Metro : avez-vous le sentiment que la qualité des produits proposés aux Français tend à diminuer ou à s'améliorer d'année en année ?
Dans la grande distribution la volonté d'améliorer la nourriture quotidienne des Français est claire, même évidente. Ainsi, le jambon est moins cher est bien évidemment meilleur qu'il y a dix ans car il contient notamment moins de colorants. A moindre coût on se nourrit actuellement plutôt mieux car les distributeurs agroalimentaires ont fait effort : les consommateurs d'aujourd'hui sont informés et intéressés par ce qu'il mange. Mais ce qu'il faut maintenant, c'est consommer plus raisonnablement et plus équitablement.

Metro : avec l'augmentation des mauvaises habitudes alimentaires comme les fast-food, les Français n'ont-ils pas perdu le goût de la gastronomie ?
Non, on n'a jamais aussi bien mangé en France. Il y une multitude de propositions, les talents n'ont jamais été aussi variés.

Metro : il est donc possible de bien manger sur le pouce selon vous ?
Aujourd'hui il y a des propositions de snacking que l'on ne trouvait pas il y a dix ans, le rapport cout/plaisir est supérieur. C'est le côté positif, pour moins de dix euros on mange mieux. Et il faut bien apporter une réponse à ce besoin de se nourrir moins cher et plus rapidement. J'ai moi-même lancé une boulangerie épicerie du nom de « Be ».

Metro : on pointe de plus en plus l'obésité en France, selon vous que faudrait-il faire pour y faire face ?
Lutter contre l'obésité commence par moins de sucre, moins de gras et manger localement. Aujourd'hui il est possible de s'alimenter de manière accessible et saine en terme de coût si on mange davantage de légumes et de céréales. Il faut également abaisser dans les assiettes le pourcentage de protéines animales à 20 %.

Metro : vous êtes donc sensible à la dimension nutritionnelle de vos recettes ?
Naturellement, pour un moi menu c'est avant tout un juste équilibre entre le plaisir et sa composition. Et ne pas répéter deux fois le même produit. La nature est suffisamment généreuse dans sa proposition pour savoir composer des menus différents pour chaque saison.

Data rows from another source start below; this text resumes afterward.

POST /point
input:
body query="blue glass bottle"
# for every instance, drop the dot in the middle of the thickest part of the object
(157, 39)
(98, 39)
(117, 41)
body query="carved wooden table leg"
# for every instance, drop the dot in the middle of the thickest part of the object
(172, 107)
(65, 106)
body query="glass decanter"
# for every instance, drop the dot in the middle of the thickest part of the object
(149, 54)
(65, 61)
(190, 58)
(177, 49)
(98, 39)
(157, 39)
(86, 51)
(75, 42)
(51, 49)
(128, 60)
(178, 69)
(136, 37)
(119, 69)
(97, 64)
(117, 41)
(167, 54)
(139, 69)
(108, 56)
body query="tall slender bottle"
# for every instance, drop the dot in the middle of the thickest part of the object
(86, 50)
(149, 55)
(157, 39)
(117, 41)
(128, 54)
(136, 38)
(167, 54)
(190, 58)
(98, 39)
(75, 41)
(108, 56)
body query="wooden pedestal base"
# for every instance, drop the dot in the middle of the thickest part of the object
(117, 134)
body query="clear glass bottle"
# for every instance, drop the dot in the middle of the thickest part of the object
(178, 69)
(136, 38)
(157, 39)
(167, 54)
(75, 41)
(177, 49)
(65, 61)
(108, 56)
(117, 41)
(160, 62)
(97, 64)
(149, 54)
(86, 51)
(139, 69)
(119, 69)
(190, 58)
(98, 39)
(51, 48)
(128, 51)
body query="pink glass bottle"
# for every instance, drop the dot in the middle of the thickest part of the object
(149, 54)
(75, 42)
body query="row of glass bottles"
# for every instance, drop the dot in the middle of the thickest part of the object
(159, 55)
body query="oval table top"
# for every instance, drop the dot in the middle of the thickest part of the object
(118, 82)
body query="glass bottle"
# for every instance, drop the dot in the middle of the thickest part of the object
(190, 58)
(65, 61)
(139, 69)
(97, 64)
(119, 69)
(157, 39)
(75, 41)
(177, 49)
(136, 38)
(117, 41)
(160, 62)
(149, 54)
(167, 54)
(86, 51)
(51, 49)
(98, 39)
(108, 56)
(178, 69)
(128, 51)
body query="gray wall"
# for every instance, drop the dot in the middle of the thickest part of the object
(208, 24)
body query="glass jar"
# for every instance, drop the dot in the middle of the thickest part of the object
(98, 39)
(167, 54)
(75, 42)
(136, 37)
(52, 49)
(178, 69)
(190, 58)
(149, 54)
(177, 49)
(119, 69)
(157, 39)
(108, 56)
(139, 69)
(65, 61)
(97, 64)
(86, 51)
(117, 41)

Metro : on parle beaucoup des OGM, à la suite de la parution d'une étude qui a fait polémique...
La question c'est de savoir si ces produits vont altérer notre santé de manière significative. Ensuite, je ferais le choix d'en consommer ou pas. Le plus important est d'être informé. Mais si les OGM permettent de nourrir tous les êtres sur cette planète je ne suis pas contre.